Furkan Yüksel, der als Bildungsreferent zu Antisemitismus und Rassismus arbeitet, stand vor einem Jahr schon mal bei einer Demonstration vor der Bühne. „Wir leben immer noch in einer Gesellschaft, in der man sich eher die Frage stellt, wie man rechtsextreme Wähler zurückgewinnt, als zu fragen, wie man Betroffene von Rechtsextremismus schützen kann“, sagte er. Und fügte hinzu: „Das muss sich ändern.“
„Unser Kreuz hat keine Haken“
Auch Vertreter der Kirchen äußerten sich auf der Bühne. „Unser Kreuz hat keine Haken“, sagte Karin Schieszl-Rathgeb, Ordinariatsrätin Diözese Rottenburg-Stuttgart. Kai Burmeister, Vorsitzender des DGB im Land, appellierte an alle in der CDU: „Sie haben Verantwortung in diesem Land. Bekennen sie sich zur Brandmauer und seien sie nicht Brandstifter.“
Zwischendrin sang der Musiker Patrick Bopp mit der bunten Meute Lieder wie „Bella Ciao“ und animierte dabei alle, mitzumachen – egal, ob sie singen können oder nicht. Und das Publikum sang.

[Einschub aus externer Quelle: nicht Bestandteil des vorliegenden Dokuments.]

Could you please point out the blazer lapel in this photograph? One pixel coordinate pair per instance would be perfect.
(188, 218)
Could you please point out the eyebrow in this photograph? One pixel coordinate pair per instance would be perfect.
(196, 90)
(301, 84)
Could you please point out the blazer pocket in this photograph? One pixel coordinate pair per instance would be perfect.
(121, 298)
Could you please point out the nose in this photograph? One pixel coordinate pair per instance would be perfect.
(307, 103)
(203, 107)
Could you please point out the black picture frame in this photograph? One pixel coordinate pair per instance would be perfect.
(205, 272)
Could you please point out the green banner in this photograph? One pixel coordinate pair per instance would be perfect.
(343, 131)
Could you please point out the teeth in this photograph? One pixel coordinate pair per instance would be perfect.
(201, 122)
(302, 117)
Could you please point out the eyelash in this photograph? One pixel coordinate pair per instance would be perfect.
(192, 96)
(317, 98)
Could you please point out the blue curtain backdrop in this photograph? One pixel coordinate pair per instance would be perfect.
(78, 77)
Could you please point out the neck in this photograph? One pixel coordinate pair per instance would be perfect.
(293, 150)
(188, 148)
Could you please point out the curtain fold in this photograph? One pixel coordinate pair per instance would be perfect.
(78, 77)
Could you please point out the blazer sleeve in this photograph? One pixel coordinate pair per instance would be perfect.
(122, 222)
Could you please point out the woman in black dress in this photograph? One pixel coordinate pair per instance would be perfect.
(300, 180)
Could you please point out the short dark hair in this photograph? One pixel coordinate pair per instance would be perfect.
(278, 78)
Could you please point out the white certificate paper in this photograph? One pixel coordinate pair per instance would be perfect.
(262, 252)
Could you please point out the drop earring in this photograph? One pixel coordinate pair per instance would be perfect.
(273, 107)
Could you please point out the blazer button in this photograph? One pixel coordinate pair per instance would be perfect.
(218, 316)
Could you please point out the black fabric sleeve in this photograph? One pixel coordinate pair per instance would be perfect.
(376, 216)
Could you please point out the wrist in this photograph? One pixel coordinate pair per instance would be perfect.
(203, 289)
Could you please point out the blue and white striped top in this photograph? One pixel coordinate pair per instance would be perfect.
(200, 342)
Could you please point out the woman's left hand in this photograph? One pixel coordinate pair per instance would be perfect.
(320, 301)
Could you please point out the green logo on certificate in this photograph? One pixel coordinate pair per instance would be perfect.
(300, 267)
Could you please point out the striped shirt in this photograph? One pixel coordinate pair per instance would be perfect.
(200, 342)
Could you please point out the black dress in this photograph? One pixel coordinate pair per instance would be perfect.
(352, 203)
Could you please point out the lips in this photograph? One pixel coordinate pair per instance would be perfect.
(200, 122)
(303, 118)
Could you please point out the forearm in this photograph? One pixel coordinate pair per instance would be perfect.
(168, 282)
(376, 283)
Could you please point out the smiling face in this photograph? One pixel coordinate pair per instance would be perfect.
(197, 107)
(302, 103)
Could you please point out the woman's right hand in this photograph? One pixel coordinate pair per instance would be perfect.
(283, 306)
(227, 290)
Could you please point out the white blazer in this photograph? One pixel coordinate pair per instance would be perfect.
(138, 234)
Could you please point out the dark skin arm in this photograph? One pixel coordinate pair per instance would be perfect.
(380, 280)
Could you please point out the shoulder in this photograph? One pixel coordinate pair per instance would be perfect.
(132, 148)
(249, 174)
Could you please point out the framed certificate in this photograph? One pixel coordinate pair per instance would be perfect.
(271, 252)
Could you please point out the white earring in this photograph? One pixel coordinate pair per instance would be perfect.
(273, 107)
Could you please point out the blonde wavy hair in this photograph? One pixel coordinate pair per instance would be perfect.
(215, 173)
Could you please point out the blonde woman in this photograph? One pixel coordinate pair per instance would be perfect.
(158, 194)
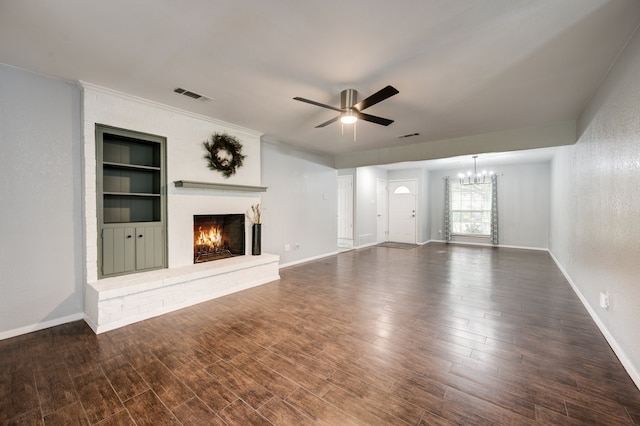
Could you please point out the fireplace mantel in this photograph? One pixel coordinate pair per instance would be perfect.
(219, 186)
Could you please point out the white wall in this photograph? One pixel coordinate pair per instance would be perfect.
(523, 204)
(185, 133)
(40, 202)
(301, 204)
(595, 231)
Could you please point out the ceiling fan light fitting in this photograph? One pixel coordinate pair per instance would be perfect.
(348, 118)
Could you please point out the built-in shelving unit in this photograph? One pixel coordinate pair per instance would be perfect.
(131, 201)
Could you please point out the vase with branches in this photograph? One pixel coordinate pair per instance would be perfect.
(254, 215)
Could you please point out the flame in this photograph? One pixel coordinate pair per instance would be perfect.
(211, 237)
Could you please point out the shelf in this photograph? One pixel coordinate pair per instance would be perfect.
(219, 186)
(131, 194)
(129, 166)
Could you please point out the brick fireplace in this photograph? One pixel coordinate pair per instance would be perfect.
(218, 237)
(116, 301)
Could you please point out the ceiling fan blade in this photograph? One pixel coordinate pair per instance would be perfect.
(326, 123)
(297, 98)
(379, 96)
(374, 119)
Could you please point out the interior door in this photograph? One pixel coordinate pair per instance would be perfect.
(345, 211)
(382, 218)
(402, 211)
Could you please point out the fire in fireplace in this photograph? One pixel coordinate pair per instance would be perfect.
(217, 237)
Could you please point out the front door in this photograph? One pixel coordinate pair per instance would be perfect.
(402, 211)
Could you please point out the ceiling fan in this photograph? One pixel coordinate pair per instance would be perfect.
(351, 110)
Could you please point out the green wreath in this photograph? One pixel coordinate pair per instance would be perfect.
(224, 153)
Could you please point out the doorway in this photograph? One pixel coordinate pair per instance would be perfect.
(345, 211)
(402, 211)
(382, 213)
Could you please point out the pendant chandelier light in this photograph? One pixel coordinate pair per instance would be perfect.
(475, 177)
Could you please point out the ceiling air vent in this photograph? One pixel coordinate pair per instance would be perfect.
(192, 95)
(408, 135)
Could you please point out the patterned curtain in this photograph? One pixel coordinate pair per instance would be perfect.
(447, 209)
(494, 209)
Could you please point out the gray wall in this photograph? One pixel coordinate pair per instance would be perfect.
(40, 202)
(523, 204)
(301, 203)
(595, 231)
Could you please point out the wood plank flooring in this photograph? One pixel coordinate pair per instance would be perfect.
(436, 335)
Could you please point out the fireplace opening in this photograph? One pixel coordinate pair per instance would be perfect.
(217, 237)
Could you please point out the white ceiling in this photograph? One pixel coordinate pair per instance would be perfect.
(463, 67)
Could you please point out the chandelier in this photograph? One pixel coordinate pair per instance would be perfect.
(475, 177)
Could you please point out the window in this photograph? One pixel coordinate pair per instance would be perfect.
(471, 209)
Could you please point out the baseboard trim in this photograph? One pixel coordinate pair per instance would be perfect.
(309, 259)
(41, 326)
(466, 243)
(624, 360)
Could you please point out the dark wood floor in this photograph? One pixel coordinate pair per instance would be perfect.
(434, 335)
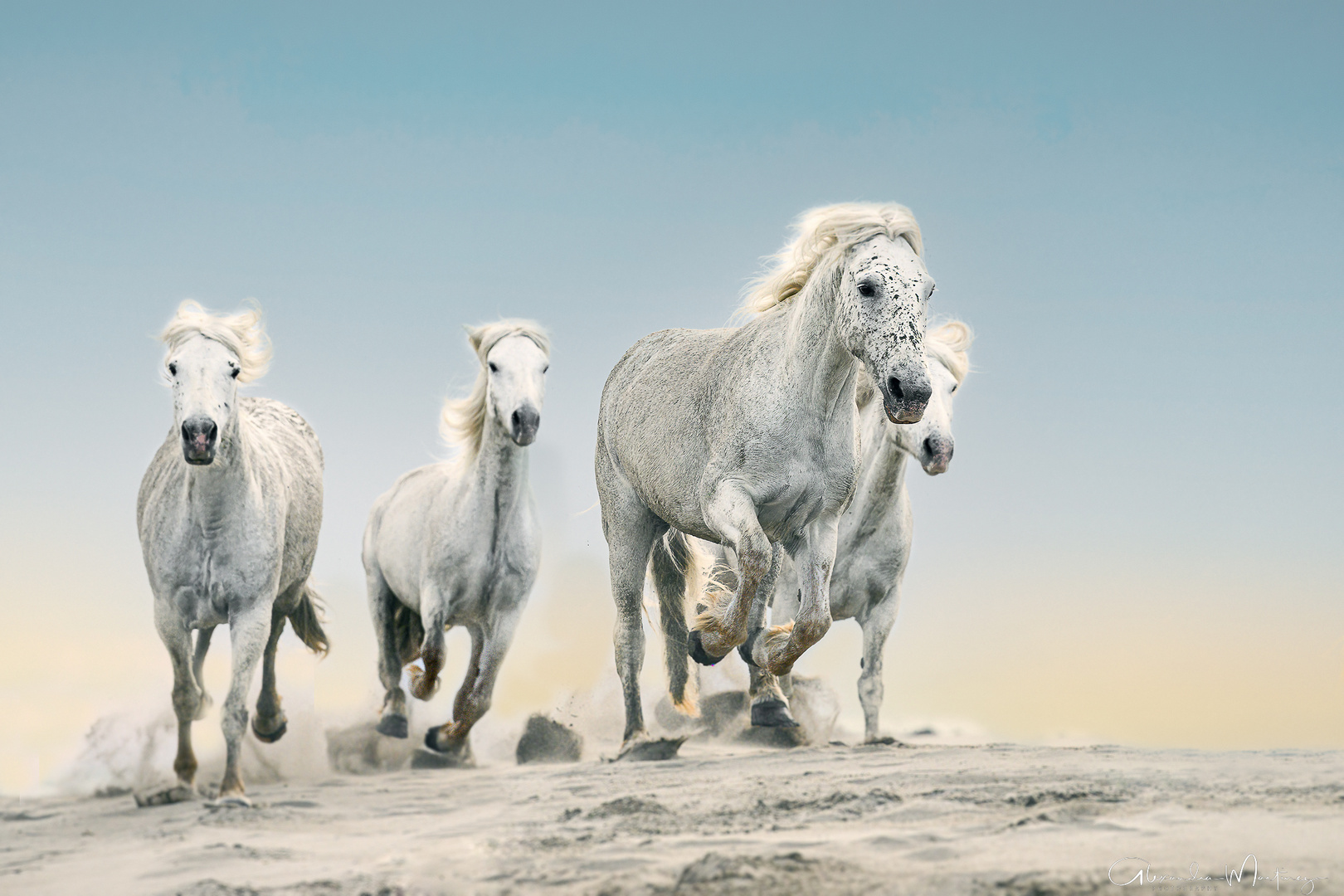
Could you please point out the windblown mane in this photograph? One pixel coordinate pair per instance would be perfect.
(463, 419)
(241, 334)
(947, 344)
(821, 236)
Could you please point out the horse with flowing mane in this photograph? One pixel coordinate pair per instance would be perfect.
(459, 543)
(875, 533)
(229, 514)
(747, 437)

„Den Menschen ist wichtig, Zusammenhalt zu spüren“, sagte die BUND-Landessvorsitzende Sylvia Pilarsky-Grosch unserer Zeitung am Rande der Demonstration. Angemeldet hatte der BUND ursprünglich 3000 Teilnehmer – vor nicht einmal einer Woche. Sie findet es super, dass so viele gekommen sind. Wenn in Freiburg und Tübingen viele Menschen für die Demo zusammen kommen würden, müsse man in Stuttgart zeigen: „Zentral kriegen wir auch was hin“.